15 to 22 kW. With central AC and gas heat, a 22 kW covers the whole house comfortably. Without AC or with very efficient systems, 14 to 16 kW can work. Electric heat pushes you to 22 kW or higher.
What size generator do I need for a 3,000 sq ft house?
22 to 32 kW. At this size you likely have multiple HVAC zones and a larger AC system. A 22 kW with load management handles it. Without load management and with a 4- or 5-ton AC, you're in the 24 to 28 kW range.
How many watts does it take to run a house?
Anywhere from 5,000 to 25,000 depending on what's actually on. A house running just lights, fridge, and the furnace fan: 3,000 to 5,000 watts. Add central AC: 10,000 to 15,000. Add electric heat, a dryer, and a range: 20,000 to 25,000.
Will a 22 kW generator run my whole house?

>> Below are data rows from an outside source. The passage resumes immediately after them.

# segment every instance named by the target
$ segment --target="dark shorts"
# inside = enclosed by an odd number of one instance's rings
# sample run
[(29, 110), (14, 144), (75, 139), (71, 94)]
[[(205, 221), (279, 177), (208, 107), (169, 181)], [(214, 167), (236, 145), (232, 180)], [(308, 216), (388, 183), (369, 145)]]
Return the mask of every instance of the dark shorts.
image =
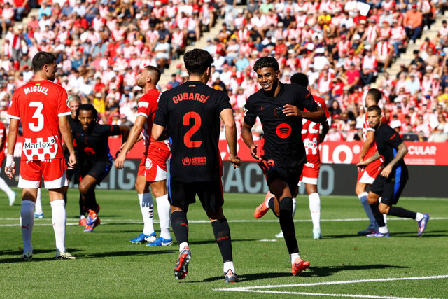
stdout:
[(382, 198), (381, 202), (388, 206), (396, 204), (407, 182), (407, 170), (398, 167), (395, 173), (391, 173), (388, 178), (377, 176), (370, 192), (379, 195)]
[(303, 165), (298, 167), (290, 167), (283, 165), (276, 165), (275, 161), (272, 160), (261, 160), (258, 165), (265, 174), (266, 183), (270, 186), (271, 183), (276, 179), (279, 179), (288, 184), (291, 194), (295, 193), (295, 189), (300, 180)]
[(220, 179), (194, 183), (171, 180), (168, 184), (168, 194), (171, 204), (186, 212), (190, 204), (196, 202), (197, 194), (205, 211), (216, 213), (224, 204)]
[(90, 176), (97, 180), (97, 185), (104, 179), (112, 168), (111, 161), (98, 161), (91, 165), (83, 165), (80, 169), (80, 176)]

Yes: for the majority of 2,000 to 3,500 sq ft homes with central AC and gas heat. It handles the AC, fridge, lights, home office, and most other appliances simultaneously. Where it gets tight: electric heat, 5-ton AC, or heavy extras like a hot tub or Level 2 EV charger.
Can a 14 kW generator run central air?
Depends on the AC. A 2-ton system — yes, with room to spare. A 3-ton — it'll work but you're running lean on headroom. A 4-ton or bigger? No, not without load management.